Tropical bird blown off course survives winter, thanks to Nova Scotia couple
Wobbly, a yellow-throated warbler, is snug in a Lunenburg County shed chowing down on crickets
A small songbird more at home in the swamps and woodlands of Central America has survived Nova Scotia's harsh winter, thanks to some kind people, a heat lamp and a whole lot of crickets.
A yellow-throated warbler — affectionately called Wobbly — showed up at Lyle and Trish Baker's home in Petite Rivière, Lunenburg County, in mid-December.
"It flew in and was scrambling around with the native birds for food under the trees and whatnot," Lyle Baker told CBC's Information Morning.
"So we were able to identify it and we knew by that time that it was a misfit, that it really didn't belong here."
Bird experts told Baker yellow-throated warblers are usually found in "the tops of the palm groves of the Gulf of Mexico." The farthest north they usually go is southern Pennsylvania and northern Missouri — and only during the summer.
Baker suspects a storm pushed Wobbly north into Nova Scotia.
"[Wobbly] actually chose us. I don't know why or if that's accurate or not, but it came and it was getting pretty desperate and it was scrambling around for what it could find," he said.
According to the Cornell Lab of Ornithology, yellow-throated warblers prefer to dine on spiders and other insects — hard to find outdoors during a Nova Scotia winter.
"It would have been a long wait until spring, until spider season," said Baker.
The Bakers weren't sure where they could find a steady supply of spiders through the winter so they went with the next best insect, crickets.
The hungry little bird gobbled up the 25 or so crickets the Bakers first purchased.
"So when those crickets were gone we got more, and more, and more, and more. It eats about 500 crickets a week," said Baker.
"It's quite amazing to sit and marvel at where these crickets disappear to."
Wobbly's been riding out the winter in a corner of the couple's shed. They installed a heat lamp there to provide some extra warmth.
As the bird grew stronger and less wobbly, Baker started to leave the door to the shed open so the bird could come and go.
He said the bird now spends most of its time outside but still returns to feed on crickets, sunflower seeds and suet.

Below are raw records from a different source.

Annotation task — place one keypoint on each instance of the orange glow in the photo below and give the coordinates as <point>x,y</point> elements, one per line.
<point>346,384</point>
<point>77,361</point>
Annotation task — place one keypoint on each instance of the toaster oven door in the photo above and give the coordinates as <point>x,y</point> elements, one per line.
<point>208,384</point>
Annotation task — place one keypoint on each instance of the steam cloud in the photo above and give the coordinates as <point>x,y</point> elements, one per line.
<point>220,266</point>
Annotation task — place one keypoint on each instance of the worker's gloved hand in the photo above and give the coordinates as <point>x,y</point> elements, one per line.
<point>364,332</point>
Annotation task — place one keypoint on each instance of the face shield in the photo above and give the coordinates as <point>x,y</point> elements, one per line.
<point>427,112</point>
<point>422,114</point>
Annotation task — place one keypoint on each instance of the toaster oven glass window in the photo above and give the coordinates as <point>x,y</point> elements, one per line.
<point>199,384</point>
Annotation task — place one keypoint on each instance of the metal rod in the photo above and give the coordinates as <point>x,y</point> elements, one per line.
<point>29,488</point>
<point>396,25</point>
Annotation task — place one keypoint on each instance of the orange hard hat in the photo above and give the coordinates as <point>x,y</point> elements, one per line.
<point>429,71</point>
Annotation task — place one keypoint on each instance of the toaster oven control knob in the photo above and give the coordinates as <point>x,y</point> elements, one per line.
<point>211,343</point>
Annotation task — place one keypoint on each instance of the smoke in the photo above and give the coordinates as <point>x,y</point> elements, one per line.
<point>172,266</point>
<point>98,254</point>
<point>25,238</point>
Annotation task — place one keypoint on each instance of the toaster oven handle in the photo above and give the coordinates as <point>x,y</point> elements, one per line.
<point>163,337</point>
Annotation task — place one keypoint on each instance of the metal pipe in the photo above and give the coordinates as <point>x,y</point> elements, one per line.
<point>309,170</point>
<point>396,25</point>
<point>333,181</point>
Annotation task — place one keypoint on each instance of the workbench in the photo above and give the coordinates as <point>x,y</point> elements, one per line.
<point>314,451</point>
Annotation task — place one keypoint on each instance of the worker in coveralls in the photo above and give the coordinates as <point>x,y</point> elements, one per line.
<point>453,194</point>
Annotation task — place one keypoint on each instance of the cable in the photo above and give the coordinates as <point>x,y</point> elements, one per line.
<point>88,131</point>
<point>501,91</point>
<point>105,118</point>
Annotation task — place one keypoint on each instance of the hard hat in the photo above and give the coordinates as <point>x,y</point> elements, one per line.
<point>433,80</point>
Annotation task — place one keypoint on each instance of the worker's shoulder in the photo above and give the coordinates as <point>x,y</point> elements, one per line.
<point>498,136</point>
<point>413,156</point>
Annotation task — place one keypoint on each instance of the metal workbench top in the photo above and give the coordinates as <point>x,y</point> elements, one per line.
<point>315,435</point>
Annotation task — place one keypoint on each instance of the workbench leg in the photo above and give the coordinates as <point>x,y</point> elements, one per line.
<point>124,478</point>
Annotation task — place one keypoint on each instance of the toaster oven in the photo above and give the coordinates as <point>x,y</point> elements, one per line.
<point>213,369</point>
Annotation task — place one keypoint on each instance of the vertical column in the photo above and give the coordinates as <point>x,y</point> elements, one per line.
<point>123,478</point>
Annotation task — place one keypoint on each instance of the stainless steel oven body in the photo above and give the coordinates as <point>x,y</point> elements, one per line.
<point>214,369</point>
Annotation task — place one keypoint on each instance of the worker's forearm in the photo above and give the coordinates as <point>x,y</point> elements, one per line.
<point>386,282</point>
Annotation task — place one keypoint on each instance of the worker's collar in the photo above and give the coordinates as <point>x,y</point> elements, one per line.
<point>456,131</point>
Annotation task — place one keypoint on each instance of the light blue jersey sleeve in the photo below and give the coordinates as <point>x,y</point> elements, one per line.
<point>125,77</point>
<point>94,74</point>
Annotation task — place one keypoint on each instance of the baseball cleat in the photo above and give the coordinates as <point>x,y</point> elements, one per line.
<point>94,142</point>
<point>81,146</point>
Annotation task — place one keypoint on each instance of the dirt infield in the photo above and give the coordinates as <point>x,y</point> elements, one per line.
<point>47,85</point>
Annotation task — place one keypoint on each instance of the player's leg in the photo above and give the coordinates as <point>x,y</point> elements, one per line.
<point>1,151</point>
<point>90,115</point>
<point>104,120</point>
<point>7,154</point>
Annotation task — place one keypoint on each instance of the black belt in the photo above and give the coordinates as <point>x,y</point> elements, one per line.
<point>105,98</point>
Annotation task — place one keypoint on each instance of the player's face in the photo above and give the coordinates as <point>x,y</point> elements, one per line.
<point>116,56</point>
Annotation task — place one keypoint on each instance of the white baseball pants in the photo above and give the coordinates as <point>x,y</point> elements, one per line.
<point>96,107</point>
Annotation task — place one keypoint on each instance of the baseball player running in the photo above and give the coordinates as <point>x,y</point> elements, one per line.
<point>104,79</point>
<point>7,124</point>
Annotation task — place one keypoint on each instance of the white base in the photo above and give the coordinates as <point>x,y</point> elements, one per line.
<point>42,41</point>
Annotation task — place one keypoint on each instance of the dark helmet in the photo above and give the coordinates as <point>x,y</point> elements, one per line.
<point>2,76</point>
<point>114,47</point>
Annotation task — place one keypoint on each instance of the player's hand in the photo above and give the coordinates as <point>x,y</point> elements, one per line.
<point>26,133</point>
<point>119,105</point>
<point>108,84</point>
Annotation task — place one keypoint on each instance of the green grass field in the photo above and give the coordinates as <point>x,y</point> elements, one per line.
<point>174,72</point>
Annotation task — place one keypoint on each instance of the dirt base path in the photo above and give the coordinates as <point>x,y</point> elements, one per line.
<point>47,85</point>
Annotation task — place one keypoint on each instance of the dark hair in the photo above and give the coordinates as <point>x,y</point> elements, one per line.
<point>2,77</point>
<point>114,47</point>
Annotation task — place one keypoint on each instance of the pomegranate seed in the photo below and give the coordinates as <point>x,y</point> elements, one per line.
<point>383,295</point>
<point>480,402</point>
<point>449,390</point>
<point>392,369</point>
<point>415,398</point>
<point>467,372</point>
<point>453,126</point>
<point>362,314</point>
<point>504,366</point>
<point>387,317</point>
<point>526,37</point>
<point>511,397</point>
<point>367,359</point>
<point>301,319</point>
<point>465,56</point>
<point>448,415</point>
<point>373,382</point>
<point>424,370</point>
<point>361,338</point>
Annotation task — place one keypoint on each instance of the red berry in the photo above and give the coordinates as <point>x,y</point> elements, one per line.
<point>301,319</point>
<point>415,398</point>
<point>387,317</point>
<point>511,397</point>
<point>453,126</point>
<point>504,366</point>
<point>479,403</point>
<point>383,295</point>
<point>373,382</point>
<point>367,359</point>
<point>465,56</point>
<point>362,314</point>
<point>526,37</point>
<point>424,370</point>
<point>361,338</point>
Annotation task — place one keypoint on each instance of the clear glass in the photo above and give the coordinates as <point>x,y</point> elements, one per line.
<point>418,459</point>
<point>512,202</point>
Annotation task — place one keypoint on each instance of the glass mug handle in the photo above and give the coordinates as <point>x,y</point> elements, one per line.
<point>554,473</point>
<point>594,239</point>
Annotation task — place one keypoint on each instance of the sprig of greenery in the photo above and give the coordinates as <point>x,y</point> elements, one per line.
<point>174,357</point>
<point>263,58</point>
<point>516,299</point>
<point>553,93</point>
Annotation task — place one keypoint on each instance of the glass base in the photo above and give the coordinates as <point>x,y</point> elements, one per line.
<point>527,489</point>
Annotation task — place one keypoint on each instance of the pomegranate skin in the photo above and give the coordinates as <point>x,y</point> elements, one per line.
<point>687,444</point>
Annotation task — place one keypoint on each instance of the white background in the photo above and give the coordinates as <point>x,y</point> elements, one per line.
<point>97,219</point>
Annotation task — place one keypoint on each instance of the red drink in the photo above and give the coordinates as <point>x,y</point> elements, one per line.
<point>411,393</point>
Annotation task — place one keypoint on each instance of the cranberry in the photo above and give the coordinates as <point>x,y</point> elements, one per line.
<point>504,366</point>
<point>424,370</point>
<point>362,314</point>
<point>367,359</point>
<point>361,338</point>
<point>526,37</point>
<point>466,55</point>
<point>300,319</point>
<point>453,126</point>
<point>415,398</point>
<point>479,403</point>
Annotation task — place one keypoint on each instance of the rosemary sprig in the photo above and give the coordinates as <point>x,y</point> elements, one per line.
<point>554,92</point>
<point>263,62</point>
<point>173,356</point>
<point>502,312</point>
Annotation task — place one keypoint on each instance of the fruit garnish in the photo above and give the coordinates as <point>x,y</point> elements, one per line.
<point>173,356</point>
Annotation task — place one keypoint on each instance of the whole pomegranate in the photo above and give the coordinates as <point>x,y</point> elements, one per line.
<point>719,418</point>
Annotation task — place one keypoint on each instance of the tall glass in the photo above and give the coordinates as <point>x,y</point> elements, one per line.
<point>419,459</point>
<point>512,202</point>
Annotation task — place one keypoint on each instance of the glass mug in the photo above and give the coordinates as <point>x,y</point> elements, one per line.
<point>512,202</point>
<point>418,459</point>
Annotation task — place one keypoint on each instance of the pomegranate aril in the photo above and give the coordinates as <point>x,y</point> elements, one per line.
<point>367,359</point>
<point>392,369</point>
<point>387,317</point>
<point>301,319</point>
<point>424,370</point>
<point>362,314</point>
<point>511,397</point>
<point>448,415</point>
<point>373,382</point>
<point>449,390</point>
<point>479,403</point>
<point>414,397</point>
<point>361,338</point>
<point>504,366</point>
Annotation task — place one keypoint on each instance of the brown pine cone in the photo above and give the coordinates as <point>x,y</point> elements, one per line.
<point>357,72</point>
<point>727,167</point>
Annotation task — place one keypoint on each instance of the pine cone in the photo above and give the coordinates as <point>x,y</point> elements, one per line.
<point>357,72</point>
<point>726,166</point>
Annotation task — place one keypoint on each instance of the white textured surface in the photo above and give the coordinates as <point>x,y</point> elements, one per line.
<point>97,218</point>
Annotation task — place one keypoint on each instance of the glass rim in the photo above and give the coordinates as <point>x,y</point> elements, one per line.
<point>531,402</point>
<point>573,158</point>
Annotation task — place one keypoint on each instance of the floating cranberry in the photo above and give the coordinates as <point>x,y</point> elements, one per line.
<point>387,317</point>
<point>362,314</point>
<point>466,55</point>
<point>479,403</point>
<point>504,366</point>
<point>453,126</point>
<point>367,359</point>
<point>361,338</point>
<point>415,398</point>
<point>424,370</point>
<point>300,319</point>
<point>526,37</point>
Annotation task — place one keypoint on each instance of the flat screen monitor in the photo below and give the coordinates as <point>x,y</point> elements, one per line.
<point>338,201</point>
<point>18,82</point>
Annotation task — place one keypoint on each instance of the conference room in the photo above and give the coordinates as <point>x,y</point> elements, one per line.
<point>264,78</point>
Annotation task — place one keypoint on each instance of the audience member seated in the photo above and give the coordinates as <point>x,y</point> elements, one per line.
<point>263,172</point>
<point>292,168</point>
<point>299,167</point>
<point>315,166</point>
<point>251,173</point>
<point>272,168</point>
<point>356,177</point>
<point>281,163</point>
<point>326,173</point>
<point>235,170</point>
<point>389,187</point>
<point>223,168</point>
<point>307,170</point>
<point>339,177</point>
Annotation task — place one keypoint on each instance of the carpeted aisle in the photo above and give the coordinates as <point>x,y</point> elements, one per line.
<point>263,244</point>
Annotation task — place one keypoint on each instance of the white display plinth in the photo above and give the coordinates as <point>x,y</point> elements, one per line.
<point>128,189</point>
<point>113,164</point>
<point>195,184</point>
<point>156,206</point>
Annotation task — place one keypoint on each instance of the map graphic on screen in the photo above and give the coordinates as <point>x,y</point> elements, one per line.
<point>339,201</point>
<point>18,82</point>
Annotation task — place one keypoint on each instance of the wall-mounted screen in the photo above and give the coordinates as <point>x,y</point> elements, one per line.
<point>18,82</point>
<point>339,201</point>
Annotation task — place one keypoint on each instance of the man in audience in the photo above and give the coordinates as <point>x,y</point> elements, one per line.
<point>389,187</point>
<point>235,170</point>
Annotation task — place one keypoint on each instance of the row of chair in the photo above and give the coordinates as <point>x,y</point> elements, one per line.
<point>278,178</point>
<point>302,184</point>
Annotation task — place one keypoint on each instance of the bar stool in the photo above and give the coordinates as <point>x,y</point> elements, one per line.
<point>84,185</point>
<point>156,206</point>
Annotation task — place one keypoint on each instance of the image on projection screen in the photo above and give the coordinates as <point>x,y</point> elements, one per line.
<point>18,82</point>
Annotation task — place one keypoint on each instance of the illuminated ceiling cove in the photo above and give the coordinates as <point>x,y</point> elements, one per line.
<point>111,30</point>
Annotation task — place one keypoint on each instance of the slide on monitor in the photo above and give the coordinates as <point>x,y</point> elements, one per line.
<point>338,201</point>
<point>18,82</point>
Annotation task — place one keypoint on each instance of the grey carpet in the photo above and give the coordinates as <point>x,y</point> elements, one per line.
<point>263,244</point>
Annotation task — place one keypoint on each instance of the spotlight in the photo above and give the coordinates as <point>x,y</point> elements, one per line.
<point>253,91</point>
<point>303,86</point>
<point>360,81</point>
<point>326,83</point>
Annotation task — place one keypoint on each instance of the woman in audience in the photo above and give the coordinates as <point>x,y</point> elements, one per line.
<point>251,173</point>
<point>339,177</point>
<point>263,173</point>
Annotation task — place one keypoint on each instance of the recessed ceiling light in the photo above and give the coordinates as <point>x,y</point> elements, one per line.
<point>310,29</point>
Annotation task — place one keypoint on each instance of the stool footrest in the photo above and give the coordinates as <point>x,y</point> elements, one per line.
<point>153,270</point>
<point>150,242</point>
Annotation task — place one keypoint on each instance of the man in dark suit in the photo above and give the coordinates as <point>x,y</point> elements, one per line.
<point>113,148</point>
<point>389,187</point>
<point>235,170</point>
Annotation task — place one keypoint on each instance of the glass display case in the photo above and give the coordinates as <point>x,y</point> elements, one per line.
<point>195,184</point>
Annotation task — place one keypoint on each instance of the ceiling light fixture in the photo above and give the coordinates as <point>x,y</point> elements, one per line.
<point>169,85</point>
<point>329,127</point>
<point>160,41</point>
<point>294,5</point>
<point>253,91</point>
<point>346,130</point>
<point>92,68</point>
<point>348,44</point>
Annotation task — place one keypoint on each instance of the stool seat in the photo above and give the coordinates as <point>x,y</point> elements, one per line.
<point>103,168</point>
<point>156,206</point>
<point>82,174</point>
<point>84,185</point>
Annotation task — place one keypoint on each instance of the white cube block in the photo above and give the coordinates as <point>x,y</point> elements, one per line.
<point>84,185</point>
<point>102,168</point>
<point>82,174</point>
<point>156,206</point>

It also heads back to the shed when the temperatures drop. Now that spring has arrived, at least on the calendar, Baker hopes Wobbly will let bird instinct take over.
"The best thing I can hope for is that we'll keep her alive through the winter and she'll quite likely stay all summer," he said.
"Most of the people who know a great deal about birds predict that she'll migrate in the fall."